3 An explanation of certain aspects of how the law relating to Goods and Services Tax affects the sale of real estate is needed to follow the facts of this case.
4 Section 9-10 of the ANTS (GST) Act 1999 says that a "supply" is any form of supply whatsoever, including an assignment of real property. Section 9-5 of that Act provides that:
"You make a taxable supply if:
(a) you make the supply for consideration; and
(b) the supply is made in the course or furtherance of an enterprise that you carry on; and
(c) the supply is connected with Australia; and
(d) you are registered, or required to be registered.
However, the supply is not a taxable supply to the extent that it is GST-free or input taxed."
5 Section 9-40 imposes a liability on a person to pay the GST which is payable on any taxable supply that that person makes.
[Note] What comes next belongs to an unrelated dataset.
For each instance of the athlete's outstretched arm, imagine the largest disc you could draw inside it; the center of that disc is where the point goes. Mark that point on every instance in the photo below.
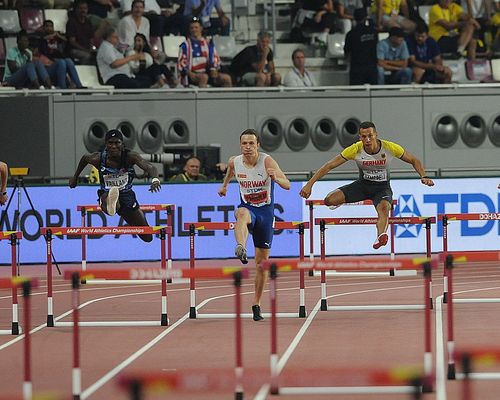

The general rule concerning the amount of GST payable is contained in sections 9-70 and 9-75:
" 9-70 The amount of GST on taxable supplies
The amount of GST on a taxable supply is 10% of the value of the taxable supply.
9-75 The value of taxable supplies
(1) The value of a taxable supply is as follows:
Price x 10
11
where:
price is the sum of:
(a) so far as the consideration for the supply is consideration expressed as an amount of money - the amount (without any discount for the amount of GST (if any) payable on the supply); and
(b) so far as the consideration is not consideration expressed as an amount of money - the GST inclusive market value of that consideration."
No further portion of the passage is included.